Ulysses brings semantic writing, powerful exporting, and project management together in a capable, more-or-less elegant package. Its simple markup is designed specifically for the needs of fiction writers, and is customizable. It outputs a large number of formats, including RTF, LaTeX, PDF, and (soon) HTML. It provides fine-grained control over styling of output. It is a focused, purpose-built tool, and it is very good at what it does.
Within a project, the actual writing is saved in any number of documents, which can be tagged, reordered, annotated with notes, and otherwise managed. This setup is great for writing really big projects, like novels. (Yes, I’m crazy enough to have started writing a novel. Yes, this fact is what prompted me to really nail down my semantic writing toolchain. And yes, I know my novel is going to suck. Shut up. It’s a first try, and I’m writing it for fun.)
That said, Ulysses is not perfect. Its interface is not the best-designed in the world. In particular, I find its implementation of document groups and filters unusually removed from the documents that they group and filter. There may be a good reason for this that I’ve yet to discover. And do we really need three different types of notes?
Also, of all the tools I’ve explored, Ulysses is the only one that costs money. In fact, it’s a bit on the pricy side, though the educational discount helps. Still, at 35EUR (around 45USD at time of purchase) for an educational license, I had to think long and hard about whether it was worth the money, or if I should just stick with MultiMarkdown. That I opted to spend the money shows that I’m a sucker for good tools.
Lastly, some notes about version control. Those not interested in using a programmer’s tools for writing can skip this.
Ulysses projects are standard Mac OS bundles. Inside, they contain a few plists that manage mundane stuff like UI state and preferences, and a series of folders that contain each individual document in the project. Each document has an Info.plist, a folder for notes, a text file that stores an excerpt (not sure what I’d use that feature for), and triply-redundant storage for the document text itself. There is a plain text file, an RTF file, and a binary .textarchive, each of which contains the full text of the document. I have absolutely no idea why they chose to store documents this way.

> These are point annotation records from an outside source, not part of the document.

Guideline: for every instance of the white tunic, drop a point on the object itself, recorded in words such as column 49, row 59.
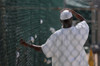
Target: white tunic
column 65, row 46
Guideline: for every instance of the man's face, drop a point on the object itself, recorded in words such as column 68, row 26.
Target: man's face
column 67, row 21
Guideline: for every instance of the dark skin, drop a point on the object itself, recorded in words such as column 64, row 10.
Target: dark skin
column 65, row 24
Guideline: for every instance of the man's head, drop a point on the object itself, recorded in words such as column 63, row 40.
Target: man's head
column 66, row 18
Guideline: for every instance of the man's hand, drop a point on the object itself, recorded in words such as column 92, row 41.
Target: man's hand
column 22, row 42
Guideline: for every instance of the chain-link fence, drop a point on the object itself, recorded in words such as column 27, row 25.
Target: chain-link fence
column 26, row 19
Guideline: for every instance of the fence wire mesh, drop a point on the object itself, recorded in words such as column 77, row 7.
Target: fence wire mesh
column 26, row 19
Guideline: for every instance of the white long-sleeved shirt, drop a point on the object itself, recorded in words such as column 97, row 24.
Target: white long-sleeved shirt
column 65, row 46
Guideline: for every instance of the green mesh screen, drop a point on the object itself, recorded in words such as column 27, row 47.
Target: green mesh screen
column 26, row 19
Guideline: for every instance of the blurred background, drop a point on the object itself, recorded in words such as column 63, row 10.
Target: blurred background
column 35, row 21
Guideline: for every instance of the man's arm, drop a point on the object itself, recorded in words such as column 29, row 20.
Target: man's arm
column 77, row 15
column 35, row 47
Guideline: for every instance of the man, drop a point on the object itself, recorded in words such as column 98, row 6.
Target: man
column 65, row 46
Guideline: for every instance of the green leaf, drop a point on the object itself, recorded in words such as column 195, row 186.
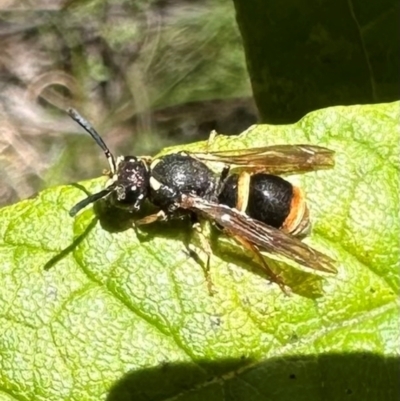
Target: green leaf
column 90, row 310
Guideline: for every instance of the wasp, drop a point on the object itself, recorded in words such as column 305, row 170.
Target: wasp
column 248, row 199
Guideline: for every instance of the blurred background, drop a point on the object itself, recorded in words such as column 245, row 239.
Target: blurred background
column 145, row 73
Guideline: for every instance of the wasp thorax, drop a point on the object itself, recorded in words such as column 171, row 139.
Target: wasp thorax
column 130, row 183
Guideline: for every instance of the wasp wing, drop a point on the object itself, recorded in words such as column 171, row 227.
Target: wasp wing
column 264, row 236
column 278, row 159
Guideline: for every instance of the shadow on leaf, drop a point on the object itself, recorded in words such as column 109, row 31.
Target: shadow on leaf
column 353, row 376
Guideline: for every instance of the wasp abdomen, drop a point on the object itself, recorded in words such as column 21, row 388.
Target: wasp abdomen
column 269, row 197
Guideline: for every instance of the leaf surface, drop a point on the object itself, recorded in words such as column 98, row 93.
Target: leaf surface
column 89, row 310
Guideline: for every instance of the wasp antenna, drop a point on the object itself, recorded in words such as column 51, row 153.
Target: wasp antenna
column 90, row 199
column 95, row 135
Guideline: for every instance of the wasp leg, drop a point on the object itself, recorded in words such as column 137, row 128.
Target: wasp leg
column 273, row 277
column 152, row 218
column 211, row 139
column 205, row 245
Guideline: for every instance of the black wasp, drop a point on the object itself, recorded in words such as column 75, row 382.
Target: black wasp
column 260, row 210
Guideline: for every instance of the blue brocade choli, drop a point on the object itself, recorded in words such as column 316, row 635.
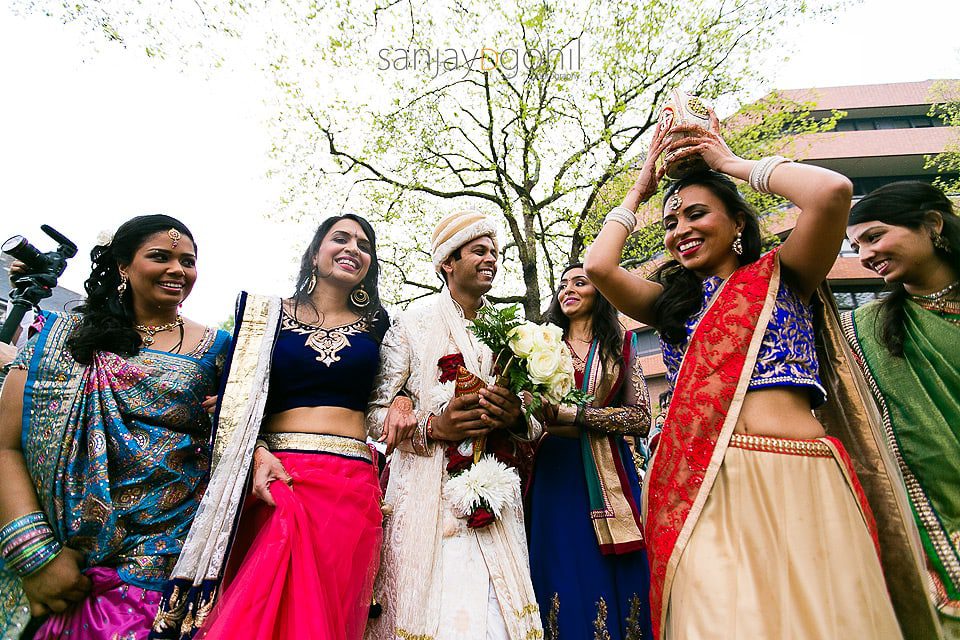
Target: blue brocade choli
column 787, row 356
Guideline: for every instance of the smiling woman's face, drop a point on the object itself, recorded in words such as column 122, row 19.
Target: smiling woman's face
column 699, row 233
column 160, row 274
column 576, row 294
column 344, row 254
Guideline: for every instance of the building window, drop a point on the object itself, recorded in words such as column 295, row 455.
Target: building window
column 852, row 299
column 648, row 342
column 889, row 122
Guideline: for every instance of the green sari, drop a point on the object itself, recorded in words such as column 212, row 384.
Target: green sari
column 919, row 399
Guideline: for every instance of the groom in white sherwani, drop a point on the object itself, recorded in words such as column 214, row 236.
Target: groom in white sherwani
column 441, row 579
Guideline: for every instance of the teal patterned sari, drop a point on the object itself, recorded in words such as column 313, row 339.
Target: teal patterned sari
column 118, row 452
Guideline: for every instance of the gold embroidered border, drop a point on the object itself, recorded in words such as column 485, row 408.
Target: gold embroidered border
column 406, row 635
column 789, row 446
column 317, row 442
column 919, row 501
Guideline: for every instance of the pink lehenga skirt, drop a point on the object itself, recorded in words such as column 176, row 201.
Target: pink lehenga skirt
column 305, row 569
column 113, row 610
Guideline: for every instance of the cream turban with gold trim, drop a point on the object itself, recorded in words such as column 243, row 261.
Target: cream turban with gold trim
column 457, row 229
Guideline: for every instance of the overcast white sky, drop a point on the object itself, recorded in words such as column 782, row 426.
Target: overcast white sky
column 90, row 140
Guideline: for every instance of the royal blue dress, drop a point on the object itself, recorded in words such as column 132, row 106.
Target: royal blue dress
column 592, row 580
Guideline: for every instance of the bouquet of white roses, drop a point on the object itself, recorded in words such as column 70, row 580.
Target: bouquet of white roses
column 529, row 357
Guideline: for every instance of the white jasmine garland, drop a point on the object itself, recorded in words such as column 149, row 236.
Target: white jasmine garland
column 488, row 481
column 559, row 386
column 543, row 363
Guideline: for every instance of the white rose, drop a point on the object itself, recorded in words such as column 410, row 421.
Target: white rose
column 543, row 364
column 559, row 386
column 522, row 339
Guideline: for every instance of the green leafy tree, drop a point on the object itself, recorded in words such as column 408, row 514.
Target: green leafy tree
column 403, row 111
column 773, row 125
column 945, row 98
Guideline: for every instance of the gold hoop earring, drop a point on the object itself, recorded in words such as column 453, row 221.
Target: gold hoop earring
column 738, row 244
column 939, row 242
column 359, row 297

The bad news is that the binary textarchive is the “canonical” file. It’s the one that gets loaded when a document is opened, and if the text/rtf files don’t agree with the textarchive, they are simply replaced. The good news is that the only information about the documents that is managed in the central plist is a list of all documents in the project. Furthermore, this list uses folder names (a monotonically increasing numerical index), and not the names you assign the documents through Ulysses’ UI.

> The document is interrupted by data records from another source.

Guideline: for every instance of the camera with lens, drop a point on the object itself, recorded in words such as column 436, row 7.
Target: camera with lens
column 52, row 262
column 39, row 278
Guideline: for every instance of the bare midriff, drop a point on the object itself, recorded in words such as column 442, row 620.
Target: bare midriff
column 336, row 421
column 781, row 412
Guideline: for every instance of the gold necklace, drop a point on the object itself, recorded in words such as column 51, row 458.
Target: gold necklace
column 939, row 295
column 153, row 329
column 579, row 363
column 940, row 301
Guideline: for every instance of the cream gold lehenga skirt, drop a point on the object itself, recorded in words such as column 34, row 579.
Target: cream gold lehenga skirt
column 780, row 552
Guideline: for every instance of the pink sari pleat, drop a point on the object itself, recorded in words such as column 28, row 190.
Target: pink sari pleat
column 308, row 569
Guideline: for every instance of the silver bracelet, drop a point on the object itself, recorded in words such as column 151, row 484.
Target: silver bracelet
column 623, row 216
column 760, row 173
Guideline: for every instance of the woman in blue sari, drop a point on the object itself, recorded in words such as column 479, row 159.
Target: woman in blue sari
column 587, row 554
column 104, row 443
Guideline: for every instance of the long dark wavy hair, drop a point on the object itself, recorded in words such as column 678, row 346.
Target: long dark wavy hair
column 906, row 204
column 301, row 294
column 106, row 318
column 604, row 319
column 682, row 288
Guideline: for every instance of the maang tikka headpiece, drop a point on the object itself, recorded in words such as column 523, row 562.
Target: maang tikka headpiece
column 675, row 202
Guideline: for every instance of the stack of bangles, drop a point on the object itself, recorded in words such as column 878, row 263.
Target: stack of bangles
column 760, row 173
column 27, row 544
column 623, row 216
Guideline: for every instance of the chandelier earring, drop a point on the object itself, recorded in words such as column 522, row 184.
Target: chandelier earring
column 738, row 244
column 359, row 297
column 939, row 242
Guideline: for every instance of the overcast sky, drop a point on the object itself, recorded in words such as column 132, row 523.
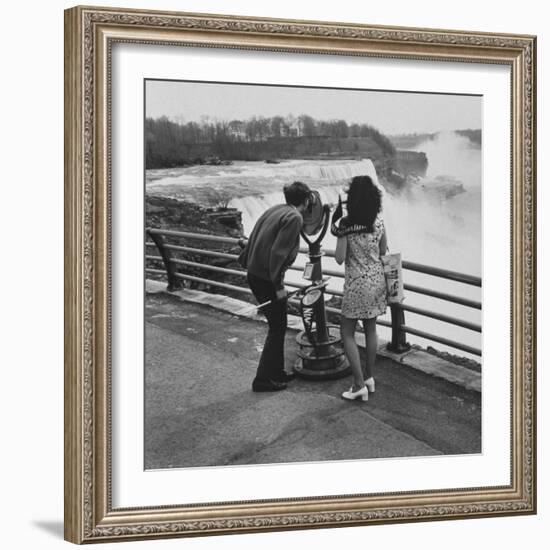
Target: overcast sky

This means that you can use version control to manage Ulysses projects, but you do have to step carefully. First, if you always add all new files and commit all changes, even to the plists, you should be able to switch between versions of the entire project with impunity. Second, you can revert individual documents to previous revisions as long as you, again, make sure your commits include the entire contents of the document’s subfolder.
Lastly, absolutely no merging of any kind. I’m not too concerned about that, anyway; I don’t anticipate needing it for my fiction.
Oh, and Ulysses keeps a redundant copy of each open document within the project. These open document folders are prefixed with an “o”, and persist even when the project is closed. From the perspective of version control, these are transient noise that need not be versioned. However, if you remove them without also editing the plist, Ulysses will make you save your project to a different file when you open it again, which could get annoying. At the moment, I think the best way to deal with this is simply to close all open documents before making a commit.
Semantic writing has made my writing life easier in a multitude of ways. If you like me find yourself dissatisfied with your word processor, you should give semantic writing a try. It might just sour you on WYSIWYG forever.